If you have previously executed a General Durable Power of Attorney, even if it was drafted by an attorney, don’t be lulled into complacency and believe that it will be available and acceptable to third parties when you need it most. Many people may think that all General Durable Powers of Attorney are “created equal," but that simply isn’t the case.
What is a statutory Power of Attorney?
There is a statutory Power of Attorney that is often used by many attorneys, even some who offer estate planning services specifically. The form of this type of Power of Attorney was created by the North Carolina legislature and is normally not changed much by the attorneys who recommend this type of Power of Attorney. Although this statutory Power of Attorney appears to recite all the powers needed for one person (the “Attorney-in-Fact") to act on behalf of another (the “Principal"), in reality it is seldom accepted by financial institutions and other third parties and hence is never there when you truly need it. The reason it is seldom accepted is because it refers to sections of the North Carolina General Statutes and the powers expressly stated within them, but only authorizes general power over “real estate" and “banking transactions" (for example). Since the document itself does not expressly state what powers relating to “real estate" or “banking transactions" (for example) are authorized, financial institutions and others relying on the authority granted in the statutory Power of Attorney lack the express information needed (on the face of the document) to know whether the transaction your Attorney-in-Fact is attempting to make is authorized. Moreover, you may wish to provide additional or expanded authority in your Power of Attorney, beyond the authority provided by general statute.
What is the preferred form of Power of Attorney?
The better and recommended form is a long-form Power of Attorney which expressly states, in detail, the authority granted to your Attorney-in-Fact with regard to each type of financial interest you may own during your lifetime.
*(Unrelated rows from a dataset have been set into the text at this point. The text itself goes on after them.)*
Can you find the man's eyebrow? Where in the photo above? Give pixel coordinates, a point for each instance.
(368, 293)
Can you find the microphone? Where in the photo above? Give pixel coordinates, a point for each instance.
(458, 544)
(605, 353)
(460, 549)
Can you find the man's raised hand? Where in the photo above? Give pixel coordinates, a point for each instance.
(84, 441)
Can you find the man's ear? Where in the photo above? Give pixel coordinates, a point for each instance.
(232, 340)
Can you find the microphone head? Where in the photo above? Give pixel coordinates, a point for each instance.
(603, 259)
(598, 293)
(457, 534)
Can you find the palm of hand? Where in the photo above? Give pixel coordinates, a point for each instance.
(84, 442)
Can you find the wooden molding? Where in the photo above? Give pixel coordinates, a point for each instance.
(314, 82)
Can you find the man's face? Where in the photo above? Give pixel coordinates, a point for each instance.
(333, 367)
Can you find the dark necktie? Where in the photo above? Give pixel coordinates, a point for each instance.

This long-form Power of Attorney may seem robust, and even daunting, as it normally is at least 10 pages long; however, since the authority granted in the document is express regarding the details, financial institutions and other third parties are much more willing to accept this type of Power of Attorney when you need it most.
Ultimately, most people do not even try to use a Power of Attorney until the Principal (who executed the document) is unable to handle his/her financial affairs, requiring the named Attorney-in-Fact to step in and handle things instead. If the Principal is incompetent and financial institutions and third parties refuse to accept the previously executed statutory Power of Attorney, it is too late for the Principal to execute a new long-form Power of Attorney that would be accepted. Instead, at this point, your family’s only option is to have the Principal determined legally incompetent through a court-supervised guardianship proceeding, at which point all of the Principal’s financial affairs are subject to court-supervision until the Principal’s passing.
How do I make sure I have the right Power of Attorney?
Why spend any amount of money on a statutory Power of Attorney that may not be worth the paper it is printed on when the time comes that it is needed? Additionally, why subject yourself to the potential length and expense and publicity of a guardianship proceeding? Instead, make sure you find an experienced Estate Planning & Elder Law attorney who has taken the time to put together a well-drafted long-form Power of Attorney that will work for you when you need it most. After all, not all General Durable Powers of Attorney are created equal.